Miyajidake sits in the northern region of Fukutsu city about 1 hour from central Fukuoka.
It is famous for the ‘road of faith’ and stairs leading up to the main temple which look out directly to the sea about a kilometre away. More on this later.
Sunsets around October are supposed to be really beautiful.
The ‘KAMI’ of Miyajidake is called Okinagatarashi Hime no Mikoto Goddess. Two brothers, named Katsumura and Katsuyori support her. These two deities are said to be based on the royal family that once ruled the whole area of Miyajidake. Together, the three deities are called Miyajidake Mihashiraoo Kami “the ‘KAMI’ of Wealth and Victory”.

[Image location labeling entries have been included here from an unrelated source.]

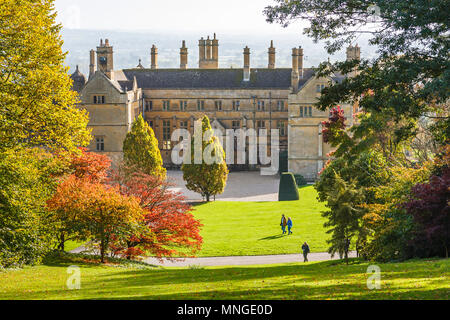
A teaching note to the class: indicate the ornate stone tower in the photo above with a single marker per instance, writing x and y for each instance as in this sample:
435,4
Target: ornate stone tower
271,56
353,53
246,63
105,61
154,57
208,53
183,56
295,74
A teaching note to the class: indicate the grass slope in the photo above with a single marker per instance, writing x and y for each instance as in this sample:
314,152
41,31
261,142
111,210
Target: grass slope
253,228
422,279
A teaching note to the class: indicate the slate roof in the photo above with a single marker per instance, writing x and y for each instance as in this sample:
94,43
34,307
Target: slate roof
211,78
79,80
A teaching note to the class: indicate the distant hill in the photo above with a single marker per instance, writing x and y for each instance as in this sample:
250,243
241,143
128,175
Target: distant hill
131,46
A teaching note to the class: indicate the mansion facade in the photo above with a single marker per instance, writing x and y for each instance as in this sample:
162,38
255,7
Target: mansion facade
232,98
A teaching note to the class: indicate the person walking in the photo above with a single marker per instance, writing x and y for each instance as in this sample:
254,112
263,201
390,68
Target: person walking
305,249
289,224
283,223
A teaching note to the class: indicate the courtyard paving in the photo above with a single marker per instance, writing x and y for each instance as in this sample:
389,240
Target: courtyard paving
241,186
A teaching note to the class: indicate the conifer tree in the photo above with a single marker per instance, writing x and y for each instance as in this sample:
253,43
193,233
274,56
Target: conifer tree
344,216
206,179
140,150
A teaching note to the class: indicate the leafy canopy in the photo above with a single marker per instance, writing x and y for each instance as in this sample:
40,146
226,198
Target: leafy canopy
37,105
140,150
206,179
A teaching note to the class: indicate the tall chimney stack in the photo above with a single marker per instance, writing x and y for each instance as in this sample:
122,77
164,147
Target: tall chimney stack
271,56
215,51
353,53
294,74
91,63
246,63
300,62
208,49
201,52
183,56
154,55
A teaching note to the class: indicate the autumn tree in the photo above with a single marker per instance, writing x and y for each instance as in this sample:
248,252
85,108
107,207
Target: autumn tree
209,176
37,115
26,182
140,150
89,166
37,105
168,217
97,212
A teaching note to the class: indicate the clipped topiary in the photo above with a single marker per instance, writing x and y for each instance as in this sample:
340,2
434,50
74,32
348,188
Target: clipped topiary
300,180
288,188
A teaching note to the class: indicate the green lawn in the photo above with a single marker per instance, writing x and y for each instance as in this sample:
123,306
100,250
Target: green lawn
71,245
253,228
422,279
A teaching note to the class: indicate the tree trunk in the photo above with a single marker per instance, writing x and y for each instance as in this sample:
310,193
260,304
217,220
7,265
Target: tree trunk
61,243
102,251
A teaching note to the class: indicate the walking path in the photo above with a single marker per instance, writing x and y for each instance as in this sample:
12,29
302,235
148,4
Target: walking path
236,260
244,260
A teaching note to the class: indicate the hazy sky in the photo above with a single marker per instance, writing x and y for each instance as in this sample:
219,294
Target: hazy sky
230,16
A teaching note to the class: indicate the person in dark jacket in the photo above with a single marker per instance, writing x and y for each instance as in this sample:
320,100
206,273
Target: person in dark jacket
283,223
305,249
289,224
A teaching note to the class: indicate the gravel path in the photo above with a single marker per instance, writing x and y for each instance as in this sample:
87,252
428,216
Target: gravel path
235,260
241,186
244,260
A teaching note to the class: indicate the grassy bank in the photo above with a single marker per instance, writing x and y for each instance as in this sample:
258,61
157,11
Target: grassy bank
421,279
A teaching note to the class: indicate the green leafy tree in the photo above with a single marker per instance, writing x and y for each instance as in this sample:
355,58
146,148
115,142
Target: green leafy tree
37,105
206,179
140,150
26,180
344,216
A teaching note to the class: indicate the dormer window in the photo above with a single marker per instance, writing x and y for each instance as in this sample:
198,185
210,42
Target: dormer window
99,99
99,143
261,105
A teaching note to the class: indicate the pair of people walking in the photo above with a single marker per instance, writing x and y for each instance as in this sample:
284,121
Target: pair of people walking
286,223
305,249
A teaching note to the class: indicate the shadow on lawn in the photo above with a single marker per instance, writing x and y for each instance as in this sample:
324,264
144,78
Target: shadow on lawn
321,280
278,236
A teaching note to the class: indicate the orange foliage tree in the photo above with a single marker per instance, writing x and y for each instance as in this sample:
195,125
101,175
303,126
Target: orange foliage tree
96,211
168,218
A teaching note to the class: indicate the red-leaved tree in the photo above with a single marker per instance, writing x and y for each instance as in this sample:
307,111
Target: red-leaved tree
334,127
87,166
95,211
174,230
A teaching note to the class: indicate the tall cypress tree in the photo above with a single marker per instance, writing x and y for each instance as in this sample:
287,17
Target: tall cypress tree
344,216
140,150
206,179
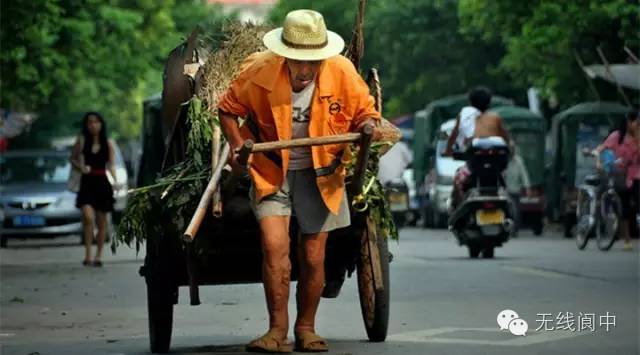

A unique feature of this shrine is the long straight road (about 1km) connecting the ocean with the shrine. It is called the ‘road of faith’. But what does it mean? The shrine worships wealth and in ancient times traders came to Kyushu from across the sea (China and Korea) via the Silk Road. They brought goods with them all the way from Europe. In turn Japanese artisans also sold their goods to the merchants which were sold in Europe. The road leads people to find wealth following the sunset to the silk road and to riches. Sounds great doesn’t it?
Kyushu has some of the oldest Shinto shrines in Japan and this shrine is believed to be over 1600 years old. At the top of the hill there is an ancient royal ‘kofun’, tomb and various gold tomb goods have been excavated from the site. It is the largest megalithic stone kofun in Japan measuring 23m long and 5m wide and high. The tomb is thought to be from the 6th century. Unfortunately photos are not allowed inside the kofun 😦 I thought about disobeying the rule because it was my first time to go inside a kofun and I wanted to share this with everyone but I didn’t want to make the goddess angry so I stuck to the rules.
Over 300 items were found in the tomb and 30 of which are now national treasures. Swords, sword fittings, saddles, stirrups, gold goods including a crown as well as lapis lazuli (glass) pots, bowls and plates were found in the royal tomb.
At the rear of the shrine, is a park which has some old Edo period buildings, a lake and what looks like an old Yayoi period rice field. I got some nice photos of the buildings and it was nice to see what life would have been like as a farmer in Japan a few hundred years ago.
Article and photos by Stuart Iles, Fukuoka, Kyushu.
Patrick Lafcadio would have enjoyed it … and he probably did
I would like to think he did travel around Kyushu and enjoy what it has to offer but it would have quite a hike to get up to Fukutsu from Kumamoto at that time.